Speaker of the Legislative Assembly
- In office 1976–1979
- Preceded by: Toleafoa Talitimu
- Succeeded by: Tuuu Faletoese

Member of the Legislative Assembly
- In office 1988–1996
- Preceded by: Lauofo Meti
- Succeeded by: Tuala Tagaloa Sale Kerslake
- In office 1976–1981
- Preceded by: Lauofo Meti
- Succeeded by: Lauofo Meti
- In office 1970–1973
- Preceded by: Leota To'omata Siaki
- Succeeded by: Lauofo Meti
- Constituency: Anoamaa West

Personal details
- Died: 27 April 2016

= Leota Leuluaiali'i Ituau Ale =

Samoan politician

Leota Leuluaiali'i Ituau Ale (died 27 April 2016) was a Samoan politician. He was a member of the Legislative Assembly in three spells from 1970 to 1996 and served as Speaker from 1976 to 1979.

==Biography==
Ale attended Toomua Primary School and Samoa College, before finishing his education at Whangarei Boys High School in New Zealand. He subsequently studied at the University of the South Pacific and earned a master's degree in history and political studies at the University of Auckland. He later taught at Samoa College and the Institute of Samoan Studies.

He entered the civil service as a foreign officer in the Prime Minister's Office, before becoming private secretary to prime ministers Fiame Mata'afa and Tupua Tamasese. He was also senior interpreter and translator for the Legislative Assembly, and the Supreme Court, Land and Titles Court and magistrate courts. He subsequently worked as manager of Christian Congregational Church of Samoa Museum in Malua.

In 1970 Ale was elected to the Legislative Assembly from the Anoamaa West constituency, defeating the incumbent MLA Leota To'omata Siaki. However, he lost his seat in the 1973 election, losing by one vote to Lauofo Meti. After regaining his seat in the 1976 elections, he was elected Speaker. He was re-elected in 1979 but lost the vote for the Speakership to Tuuu Faletoese by a margin of 24 votes to 23.

Following the elections, he was a founder member of the Human Rights Protection Party and its first deputy leader. However, unhappy at not becoming its leader, he left the party and supported the government of Tupuloa Efi. In July 1980 he was appointed as the country's senior commissioner at the South Pacific Commission. In September 1981 he was dismissed from the Legislative Assembly for having sexual relations and fathering a child with a woman other than his wife. He was subsequently jailed for perjury.

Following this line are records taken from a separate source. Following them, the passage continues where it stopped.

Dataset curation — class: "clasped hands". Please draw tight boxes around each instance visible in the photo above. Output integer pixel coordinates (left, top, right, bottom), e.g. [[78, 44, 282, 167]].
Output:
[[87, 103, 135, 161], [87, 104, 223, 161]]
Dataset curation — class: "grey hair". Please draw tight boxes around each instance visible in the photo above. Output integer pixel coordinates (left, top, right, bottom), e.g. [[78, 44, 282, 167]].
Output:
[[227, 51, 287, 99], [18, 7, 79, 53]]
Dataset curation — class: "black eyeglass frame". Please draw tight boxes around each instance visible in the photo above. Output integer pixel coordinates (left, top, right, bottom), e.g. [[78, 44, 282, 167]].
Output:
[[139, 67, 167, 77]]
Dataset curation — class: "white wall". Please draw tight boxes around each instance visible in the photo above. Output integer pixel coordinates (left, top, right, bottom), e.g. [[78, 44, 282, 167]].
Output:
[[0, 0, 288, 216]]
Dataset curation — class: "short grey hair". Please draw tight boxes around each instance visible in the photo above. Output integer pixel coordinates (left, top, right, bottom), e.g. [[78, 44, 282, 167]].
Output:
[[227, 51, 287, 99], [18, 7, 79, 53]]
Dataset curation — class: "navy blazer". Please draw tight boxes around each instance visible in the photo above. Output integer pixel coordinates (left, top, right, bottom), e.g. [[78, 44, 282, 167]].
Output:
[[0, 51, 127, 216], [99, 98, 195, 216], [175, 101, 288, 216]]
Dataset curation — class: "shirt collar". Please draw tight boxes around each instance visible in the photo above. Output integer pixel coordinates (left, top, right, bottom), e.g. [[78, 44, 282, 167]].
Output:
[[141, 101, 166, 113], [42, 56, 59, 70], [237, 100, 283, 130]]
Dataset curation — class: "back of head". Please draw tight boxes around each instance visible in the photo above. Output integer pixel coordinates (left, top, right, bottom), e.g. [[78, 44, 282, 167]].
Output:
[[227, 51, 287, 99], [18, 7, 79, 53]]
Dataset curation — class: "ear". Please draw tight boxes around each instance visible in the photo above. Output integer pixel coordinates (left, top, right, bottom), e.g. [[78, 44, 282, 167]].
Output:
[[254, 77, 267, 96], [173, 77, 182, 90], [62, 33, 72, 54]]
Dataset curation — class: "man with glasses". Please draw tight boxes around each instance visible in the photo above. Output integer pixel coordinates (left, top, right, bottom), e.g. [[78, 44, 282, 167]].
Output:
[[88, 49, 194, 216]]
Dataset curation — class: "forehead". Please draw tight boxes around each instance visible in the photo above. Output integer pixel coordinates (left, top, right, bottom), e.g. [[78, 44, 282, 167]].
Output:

He was allowed to contest the 1982 elections, but was defeated by Lauofo Meti. After losing to Meti again in 1985, he was elected to the Legislative Assembly in 1988. He was later suspended from the Legislative Assembly for a year after failing to substantiate claims that the Prime Minister had stolen cutlery. He was re-elected in 1991 as a member of the Samoan National Development Party, but lost his seat when the Speaker A'eau Peniamina declared his seat vacant after he missed three consecutive sittings following a car accident. He attempted a comeback in the 2006 elections, but finished second to Fonotoe Pierre Lauofo.

In 2012 he was banished from his village of Solosolo following a dispute. He ran for election again in March 2016, again finishing second to Lauofo. Following the elections, he was allowed to return to his village after the Lands and Titles Court ordered the ban be rescinded. However, he died later the same month, and was given a state funeral.